New HardBit Ransomware 4.0 Variant Now Comes Enhanced with Password Protection 

• Security researchers observed an enhanced version 4.0 of the HardBit ransomware group.
• This version is improved with password protection and delivered via Neshta.
• An RSA decoder binary and a Private Key are delivered for an encoded authorization ID.

The HardBit ransomware group enhanced version 4.0 now comes with passphrase protection, which Cybereason observed in the wild, with all the binaries packed by the Neshta virus. The HardBit binary provides an encoded authorization ID and a Private Key to decode it with the help of an RSA decoder binary.

The HardBit Ransomware-as-a-Service (RaaS) was first seen in 2022 and is used for financially motivated attacks. It usually exfiltrates and encrypts victims' data for ransom and threatens to conduct additional attacks.

There are CLI or GUI versions of the ransomware available, the latter being more intuitive for operators without strong technical skills. 

HardBit’s initial infection method is not well known, but security researchers believe threat actors use the brute force of an open RDP and SMB service due to multiple login failures from known brute-forcing IP addresses observed in the compromised environment. 

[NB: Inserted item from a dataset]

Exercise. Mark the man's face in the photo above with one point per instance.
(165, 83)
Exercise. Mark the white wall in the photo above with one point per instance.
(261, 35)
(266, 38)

Then, they use the Windows credential dumping tool Mimikatz and the RDP brute-forcing tool NLBrute for lateral movement. They also deployed a malicious BAT script that has been observed in GoGoogle ransomware but did not execute NirSoft and LaZagne. 

The threat actors retrieved the Advanced Port Scanner, the popular port scanning tool KPortScan 3.0, and malicious network shares scanning 5-NS new.exe network discovery tools from the Internet. The latter were previously employed by Dharma Ransomware, LockBit Ransomware, and Phobos Ransomware.

Neshta, a virus known to have been active since 2003, is responsible for delivering HardBit. HardBit is itself a .NET binary obfuscated by a popular packer used by Redline Infostealer and Cyborg ransomware. Security analysts believe it may be a custom version of the Open-Source .NET packer ConfuserEx.

The observed version of Neshta dumps the HardBit Ransomware binary into the %TEMP% directory with the same filename as the original Neshta binary. Once the dumping of HardBit Ransomware is complete, Neshta proceeds to execute HardBit Ransomware via ShellExecuteA. 

HardBit contains features to disable Windows Defender’s Tampering Protection, Anti-Spyware, and Real-Time monitoring by updating registries. 

This ransomware group shares similarities such as name, group image, fonts, and ransom notes with LockBit ransomware, and security experts believe the latter may have served as an inspiration for HardBit.